Si sólo te expresas en términos positivos hacia las películas que sí te gustan consigues más atención y visibilidad de los responsables y sus seguidores
En mercados laborales tan competitivos y precarios como el audiovisual y el mediático es casi cuestión de supervivencia no perder opciones por un comentario negativo. Por eso se toman precauciones a la hora de exponerse y pesa en la cabeza darle al botón de publicar, sobre todo si tienes la posibilidad de comentarlo en un corrillo en vez de en un tweet, Si sólo te expresas en términos positivos hacia las películas que sí te gustan, además de no contribuir al habitual clima de crispación en redes, consigues más atención y visibilidad de los responsables y sus seguidores. Eso que te ahorras y ganas, piensan.
Otra razón para autocensurarse rima con esta última. Hacer una película -especialmente- o una serie hoy en España es una empresa muy difícil. Escribir el guion, reunir los recursos económicos, encajar y hacer realidad el rodaje o hacer toda la pre y posproducción son trabajos que pueden llevar años el poder completarlos. Unos esfuerzos enormes, con muchas trabas, para que finalmente el resultado sea tangible y que alguien la pueda ver en el cine o en su casa. Nos dicen que estas dificultades tan grandes, si acaban recompensadas en algo que podamos ver, merecen un respeto que no se puede destruir con una opinión.
Pero estos motivos, aunque puedan ser de alguna manera legítimos a la interna del sector, no son suficientes y pueden resultar hasta contraproducentes. Siempre que sea en términos respetuosos -algo que no es característico de la opinión en redes, es cierto-, tenemos que poder decir en los medios y en el sector si una película española no nos ha gustado nada abiertamente. No hacerlo, aunque nos quite de problemas, contribuye a cierta sensación generalizada de condescendencia y conformismo con nuestro cine que acaba siendo perjudicial. Callarse implica aceptar, a veces, que no podemos hacer las cosas mejor.

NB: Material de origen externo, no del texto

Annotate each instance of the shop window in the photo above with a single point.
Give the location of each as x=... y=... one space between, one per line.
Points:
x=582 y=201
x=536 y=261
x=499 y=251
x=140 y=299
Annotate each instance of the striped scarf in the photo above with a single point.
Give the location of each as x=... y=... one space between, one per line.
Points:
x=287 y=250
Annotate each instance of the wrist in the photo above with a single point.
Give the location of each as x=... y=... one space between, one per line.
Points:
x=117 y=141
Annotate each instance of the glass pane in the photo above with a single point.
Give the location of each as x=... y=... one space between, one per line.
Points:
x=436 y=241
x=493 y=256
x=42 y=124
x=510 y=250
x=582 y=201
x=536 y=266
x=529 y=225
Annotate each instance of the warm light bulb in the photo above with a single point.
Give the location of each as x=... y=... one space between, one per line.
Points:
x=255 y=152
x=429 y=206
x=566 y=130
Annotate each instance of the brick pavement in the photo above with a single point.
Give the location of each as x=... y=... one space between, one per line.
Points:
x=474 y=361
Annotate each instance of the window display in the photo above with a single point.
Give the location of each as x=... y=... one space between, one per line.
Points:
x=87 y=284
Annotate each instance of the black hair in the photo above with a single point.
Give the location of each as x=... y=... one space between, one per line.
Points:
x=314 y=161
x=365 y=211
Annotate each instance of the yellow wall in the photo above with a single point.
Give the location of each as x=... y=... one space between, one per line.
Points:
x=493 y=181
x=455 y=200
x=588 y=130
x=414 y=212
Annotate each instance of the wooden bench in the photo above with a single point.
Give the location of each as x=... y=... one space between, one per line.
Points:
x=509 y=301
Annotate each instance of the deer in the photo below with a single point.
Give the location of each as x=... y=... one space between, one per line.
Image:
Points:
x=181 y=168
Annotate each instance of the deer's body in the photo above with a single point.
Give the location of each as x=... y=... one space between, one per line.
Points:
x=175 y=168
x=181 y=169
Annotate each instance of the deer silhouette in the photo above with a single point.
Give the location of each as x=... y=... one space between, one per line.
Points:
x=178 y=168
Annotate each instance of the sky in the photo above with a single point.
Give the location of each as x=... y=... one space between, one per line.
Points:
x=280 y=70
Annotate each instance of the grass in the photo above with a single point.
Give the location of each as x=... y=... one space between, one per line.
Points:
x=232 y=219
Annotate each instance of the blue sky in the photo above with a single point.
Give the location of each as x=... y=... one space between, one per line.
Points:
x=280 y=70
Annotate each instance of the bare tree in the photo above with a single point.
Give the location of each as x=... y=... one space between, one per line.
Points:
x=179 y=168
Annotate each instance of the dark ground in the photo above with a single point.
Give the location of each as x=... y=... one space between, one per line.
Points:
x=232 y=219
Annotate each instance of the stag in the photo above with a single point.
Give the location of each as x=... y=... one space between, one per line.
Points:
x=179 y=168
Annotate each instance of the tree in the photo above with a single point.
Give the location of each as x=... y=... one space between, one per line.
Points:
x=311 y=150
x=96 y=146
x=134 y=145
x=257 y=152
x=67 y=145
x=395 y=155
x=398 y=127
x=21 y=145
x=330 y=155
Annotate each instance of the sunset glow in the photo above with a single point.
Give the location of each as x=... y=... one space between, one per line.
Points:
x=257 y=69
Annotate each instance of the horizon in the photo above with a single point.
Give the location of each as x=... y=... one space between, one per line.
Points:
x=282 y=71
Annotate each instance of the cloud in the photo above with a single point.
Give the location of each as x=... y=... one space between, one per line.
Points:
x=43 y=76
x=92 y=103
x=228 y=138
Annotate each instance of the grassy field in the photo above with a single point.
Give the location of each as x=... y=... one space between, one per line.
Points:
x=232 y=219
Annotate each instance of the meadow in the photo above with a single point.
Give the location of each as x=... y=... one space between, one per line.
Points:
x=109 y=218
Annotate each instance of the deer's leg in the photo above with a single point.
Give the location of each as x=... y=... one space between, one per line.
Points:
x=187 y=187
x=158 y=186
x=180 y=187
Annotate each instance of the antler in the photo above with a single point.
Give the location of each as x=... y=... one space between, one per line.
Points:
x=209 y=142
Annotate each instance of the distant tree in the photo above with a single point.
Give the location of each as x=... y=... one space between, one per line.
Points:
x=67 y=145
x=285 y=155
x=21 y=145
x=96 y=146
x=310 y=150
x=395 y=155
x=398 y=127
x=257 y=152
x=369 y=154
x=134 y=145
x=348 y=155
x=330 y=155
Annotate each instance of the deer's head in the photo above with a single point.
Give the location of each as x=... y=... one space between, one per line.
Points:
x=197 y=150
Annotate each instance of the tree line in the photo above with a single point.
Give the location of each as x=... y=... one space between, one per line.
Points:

Si nos decimos que el cine español no es un género no podemos tratarlo de forma diferente al resto
Decir abiertamente que consideras que una película está mal hecha o que hay cosas que no te gustan de ella aporta también valor a nuestra cultura. Contribuir a la salud de una parte de la cultura española no es sólo aplaudir, valorar y señalar lo que merece atención. Es también decir sin miedo y con respeto que algo no merece una palmadita en la espalda. Las opiniones negativas no sólo destruyen: pueden crear valor crítico a las que las lee/ve y, por tanto, pueden contribuir a que se hagan mejores películas. Si todos sentimos que la exigencia es alta, los creadores también la sentirán -sí, están entre nosotros- e intentarán hacer mejor su trabajo. Vale para todos, y el audiovisual no puede ser una excepción sólo por el hecho de estar expuesto a alguien que mira.

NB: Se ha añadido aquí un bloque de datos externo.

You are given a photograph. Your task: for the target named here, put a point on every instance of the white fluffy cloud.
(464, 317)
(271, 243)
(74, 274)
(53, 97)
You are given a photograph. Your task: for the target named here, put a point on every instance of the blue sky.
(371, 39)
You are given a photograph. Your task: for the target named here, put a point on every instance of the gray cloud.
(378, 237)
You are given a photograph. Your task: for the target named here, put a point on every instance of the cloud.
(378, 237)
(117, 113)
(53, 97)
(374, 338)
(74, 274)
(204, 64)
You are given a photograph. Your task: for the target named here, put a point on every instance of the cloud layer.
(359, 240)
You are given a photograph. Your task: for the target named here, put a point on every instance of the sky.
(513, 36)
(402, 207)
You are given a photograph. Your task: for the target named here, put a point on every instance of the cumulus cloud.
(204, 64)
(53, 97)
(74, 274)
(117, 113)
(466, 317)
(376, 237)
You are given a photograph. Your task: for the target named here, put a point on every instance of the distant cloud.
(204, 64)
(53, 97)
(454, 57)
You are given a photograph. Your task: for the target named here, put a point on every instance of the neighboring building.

Recepción a los nominados de los Premios Goya 2018. Foto: Wikimedia
Si nos decimos que el cine español no es un género no podemos tratarlo de forma diferente al resto. Es importante tener en cuenta que no es lo mismo meterse con la última de Marvel que con lo que ha hecho una pequeña productora extremeña, pero sería saludable que todos fuéramos capaces de proporcionar y absorber un grado de crítica sobre lo que hacemos en nuestro país. Es eso lo que da a todos los profesionales el grado necesario de credibilidad y peso ante el público, libre de ataduras con respecto al cine español y que a veces se aleja ante ciertas dinámicas vacías de una cierta dosis de conflicto.
La valoración de una película no se puede entender sólo en términos de marketing. Salgamos un poco de la lógica, algo antigua, de que una crítica positiva o negativa de una película se cuenta en más o menos entradas. Hace tiempo que la crítica o una valoración en redes sociales ha dejado de tener el efecto de arriba hacia abajo. Lo importante es hablar de las películas y las series que se hacen aquí, y no cortar dinámicas para crear conversación online, que es una de las claves para que lleguen a la gente. Fue lo que sucedió, por ejemplo, con la serie documental El caso Alcàsser. Salieron tanto artículos como valoraciones en redes a favor o en contra del tratamiento de la serie, y se mantuvo dentro del ágora durante bastante tiempo con el preciado estatus digital de «algo de lo que todo el mundo habla».
Aprendamos a construir sin ocultar diferencias o elementos problemáticos
Si aseguramos que necesitamos educación audiovisual en los colegios no podemos pretender que sirva sólo para conocer y apreciar grandes películas. También tiene que dar herramientas de análisis profundas sobre el cine que nos rodea y para ponerlo en discusión constantemente. Las opiniones y los juicios subjetivos están influenciadas por cientos de factores, pero una sociedad madura audiovisualmente es también aquella en la que ningún objeto cultural es sagrado y todo es susceptible de ser debatido. Es un paso en la buena dirección asumir el juicio negativo con normalidad en un ecosistema más horizontal y diverso como es el de Internet. Todos estamos expuestos en un entorno digital en el que también somos algo analfabetos. Aprendamos a construir sin ocultar diferencias o elementos problemáticos.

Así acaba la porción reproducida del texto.